Texte publié dans l’édition du 21 juillet 2015 du quotidien Le Devoir
Les cyclistes montréalais sont-ils gérables, s’interroge M. de Grandmont? Qu’il se rassure, ils ne le sont ni plus ni moins que les automobilistes, les camionneurs, les cruciverbistes ou les véliplanchistes… Usagers du vélo ou pas, essentialiser un groupe, il n’y a rien de plus absurde. Cela n’excuse certes pas les infractions relevées par Monsieur, mais il n’y a pas lieu de les généraliser. Aussi, automobiliste et cycliste à la fois, serais-je atteint d’un genre de trouble bipolaire qui me rendrait tantôt « discipliné », tantôt « ingérable », dépendamment de mon moyen de transport? En bref, ce n’est pas « ceux-ci » contre « ceux-là », « vous » contre « nous », « les bons » contre les « méchants ».
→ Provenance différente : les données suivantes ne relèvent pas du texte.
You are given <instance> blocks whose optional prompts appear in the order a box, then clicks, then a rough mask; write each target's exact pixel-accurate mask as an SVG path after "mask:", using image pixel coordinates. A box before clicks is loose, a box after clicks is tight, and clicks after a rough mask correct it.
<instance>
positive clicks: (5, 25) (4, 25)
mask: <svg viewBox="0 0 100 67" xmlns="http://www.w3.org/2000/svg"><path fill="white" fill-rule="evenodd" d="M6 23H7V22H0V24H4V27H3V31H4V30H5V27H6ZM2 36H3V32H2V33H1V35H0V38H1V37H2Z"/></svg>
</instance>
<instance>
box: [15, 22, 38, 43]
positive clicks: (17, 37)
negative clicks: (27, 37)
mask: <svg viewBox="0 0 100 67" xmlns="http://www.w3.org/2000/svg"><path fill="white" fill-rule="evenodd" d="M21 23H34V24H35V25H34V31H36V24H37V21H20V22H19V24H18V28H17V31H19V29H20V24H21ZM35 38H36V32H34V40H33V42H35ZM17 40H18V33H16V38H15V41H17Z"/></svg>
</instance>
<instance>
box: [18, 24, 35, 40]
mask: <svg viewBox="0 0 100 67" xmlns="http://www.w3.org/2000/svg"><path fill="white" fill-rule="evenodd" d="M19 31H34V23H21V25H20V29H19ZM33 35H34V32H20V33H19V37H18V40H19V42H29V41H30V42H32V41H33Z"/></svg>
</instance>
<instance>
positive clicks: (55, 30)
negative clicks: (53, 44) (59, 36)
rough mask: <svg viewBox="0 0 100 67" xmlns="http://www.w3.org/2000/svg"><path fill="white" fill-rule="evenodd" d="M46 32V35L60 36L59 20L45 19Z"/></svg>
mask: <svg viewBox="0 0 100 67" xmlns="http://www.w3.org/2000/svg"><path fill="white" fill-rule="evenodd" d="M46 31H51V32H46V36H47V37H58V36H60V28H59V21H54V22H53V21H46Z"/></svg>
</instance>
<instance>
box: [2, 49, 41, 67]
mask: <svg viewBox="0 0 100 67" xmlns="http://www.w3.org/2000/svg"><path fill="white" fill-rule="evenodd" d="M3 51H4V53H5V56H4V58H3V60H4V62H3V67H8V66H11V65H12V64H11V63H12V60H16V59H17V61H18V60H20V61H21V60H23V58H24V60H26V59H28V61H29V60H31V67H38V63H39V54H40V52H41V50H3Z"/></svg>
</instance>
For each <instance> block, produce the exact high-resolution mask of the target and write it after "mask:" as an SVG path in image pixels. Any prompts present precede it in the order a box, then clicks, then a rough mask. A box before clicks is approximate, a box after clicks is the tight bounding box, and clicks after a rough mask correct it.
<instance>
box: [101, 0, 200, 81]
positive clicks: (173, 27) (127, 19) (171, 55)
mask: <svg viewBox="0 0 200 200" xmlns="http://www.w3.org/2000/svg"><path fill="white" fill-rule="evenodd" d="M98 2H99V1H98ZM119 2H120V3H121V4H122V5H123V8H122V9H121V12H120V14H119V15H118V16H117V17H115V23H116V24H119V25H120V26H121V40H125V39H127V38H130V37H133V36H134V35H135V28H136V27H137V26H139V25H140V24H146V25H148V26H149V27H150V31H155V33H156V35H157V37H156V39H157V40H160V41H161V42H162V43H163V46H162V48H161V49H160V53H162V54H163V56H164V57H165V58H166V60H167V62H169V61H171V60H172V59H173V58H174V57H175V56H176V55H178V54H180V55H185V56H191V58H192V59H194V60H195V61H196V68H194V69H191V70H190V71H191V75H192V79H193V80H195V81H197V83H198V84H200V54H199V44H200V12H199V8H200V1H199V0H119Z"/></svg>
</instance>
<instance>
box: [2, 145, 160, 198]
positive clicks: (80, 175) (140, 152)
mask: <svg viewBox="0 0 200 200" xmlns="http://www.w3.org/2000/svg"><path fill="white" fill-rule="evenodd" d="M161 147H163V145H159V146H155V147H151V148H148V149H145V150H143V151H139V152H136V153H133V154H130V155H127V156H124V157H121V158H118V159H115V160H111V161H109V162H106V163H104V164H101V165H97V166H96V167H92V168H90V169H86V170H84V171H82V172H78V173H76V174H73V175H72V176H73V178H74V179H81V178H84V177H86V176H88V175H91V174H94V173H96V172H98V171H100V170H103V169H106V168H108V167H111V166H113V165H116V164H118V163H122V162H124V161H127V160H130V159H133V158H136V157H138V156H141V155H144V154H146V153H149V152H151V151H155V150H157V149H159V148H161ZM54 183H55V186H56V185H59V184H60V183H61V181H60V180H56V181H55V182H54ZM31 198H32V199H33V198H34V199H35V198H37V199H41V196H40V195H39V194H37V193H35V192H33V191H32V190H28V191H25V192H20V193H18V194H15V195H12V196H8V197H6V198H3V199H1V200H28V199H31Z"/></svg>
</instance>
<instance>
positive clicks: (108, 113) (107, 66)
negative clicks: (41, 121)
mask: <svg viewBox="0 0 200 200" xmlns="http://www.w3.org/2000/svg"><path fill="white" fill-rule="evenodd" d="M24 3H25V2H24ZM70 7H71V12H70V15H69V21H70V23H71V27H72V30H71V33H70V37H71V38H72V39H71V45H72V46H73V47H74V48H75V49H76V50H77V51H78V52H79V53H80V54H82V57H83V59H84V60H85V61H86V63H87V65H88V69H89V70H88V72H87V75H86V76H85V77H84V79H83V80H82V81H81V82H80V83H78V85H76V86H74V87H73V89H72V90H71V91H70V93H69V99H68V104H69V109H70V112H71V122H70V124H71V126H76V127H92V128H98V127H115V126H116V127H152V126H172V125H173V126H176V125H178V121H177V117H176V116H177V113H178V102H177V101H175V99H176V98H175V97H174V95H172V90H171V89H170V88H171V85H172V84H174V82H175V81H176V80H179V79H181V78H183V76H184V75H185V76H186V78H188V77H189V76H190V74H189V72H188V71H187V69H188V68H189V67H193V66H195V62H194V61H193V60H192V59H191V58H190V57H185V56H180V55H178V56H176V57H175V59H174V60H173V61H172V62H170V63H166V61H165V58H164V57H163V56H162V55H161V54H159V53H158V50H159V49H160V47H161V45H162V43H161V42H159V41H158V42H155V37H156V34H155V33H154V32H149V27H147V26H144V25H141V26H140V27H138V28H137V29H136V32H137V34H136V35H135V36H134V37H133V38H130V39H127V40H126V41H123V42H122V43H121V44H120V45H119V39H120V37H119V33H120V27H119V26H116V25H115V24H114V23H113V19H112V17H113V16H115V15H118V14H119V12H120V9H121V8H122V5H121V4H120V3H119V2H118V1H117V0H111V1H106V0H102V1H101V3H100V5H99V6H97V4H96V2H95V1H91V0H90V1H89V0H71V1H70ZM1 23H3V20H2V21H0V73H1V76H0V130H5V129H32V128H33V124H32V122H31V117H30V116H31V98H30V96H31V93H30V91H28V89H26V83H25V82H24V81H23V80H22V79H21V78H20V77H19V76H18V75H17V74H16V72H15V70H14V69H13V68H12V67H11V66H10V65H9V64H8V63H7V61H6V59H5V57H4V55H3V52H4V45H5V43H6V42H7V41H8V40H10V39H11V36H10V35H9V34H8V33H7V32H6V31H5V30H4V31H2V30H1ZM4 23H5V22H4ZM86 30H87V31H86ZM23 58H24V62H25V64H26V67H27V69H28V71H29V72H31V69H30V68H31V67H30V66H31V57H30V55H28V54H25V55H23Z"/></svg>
Cependant, il y a probablement une certaine tolérance à l’égard des cyclistes. Moi-même plutôt respectueux d’une réglementation souvent inadaptée, il m’arrive toutefois d’y déroger. Ainsi, sur une section de la rue Hochelaga, je monte systématiquement sur le trottoir lorsque je suis en vélo en raison, pêle-mêle, de la proximité de l’A25, des véhicules à vive allure, des nombreux camions qui sortent des usines, de la ligne droite interminable, etc. Cela n’a pas empêché, ce matin, un camion de monter involontairement sur ce même trottoir à moins d’un mètre de moi, afin de virer à droite. Dans ce cas précis, on comprendra que je prenne volontairement le risque du constat d’infraction afin d’assurer ma propre sécurité, au grand dam des M. de Grandmont de ce monde.
De son côté, Monsieur souhaite durcir les règles, mais est-ce encore utile de débattre sur le fond de propositions lorsqu’un débatteur postule d’emblée de la justesse de son raisonnement? « Dans ces conditions, nous explique-t-il, et à ces seules conditions, je veux bien, moi, partager mes trajets montréalais ». Monsieur jouant au redresseur de torts, il n’a aucun scrupule à expliquer qu’il ne partagera pas la route, se plaçant, par le fait même, dans l’illégalité. Que doit-on en déduire puisqu’on ne parle plus ici de se protéger? Plus qu’une provocation, ce genre de propos doivent être considérés comme des menaces d’appliquer la force voire des menaces de causer la mort ou des lésions corporelles. Dans un état de droit, se faire justice soit même n’est pas une option tolérable.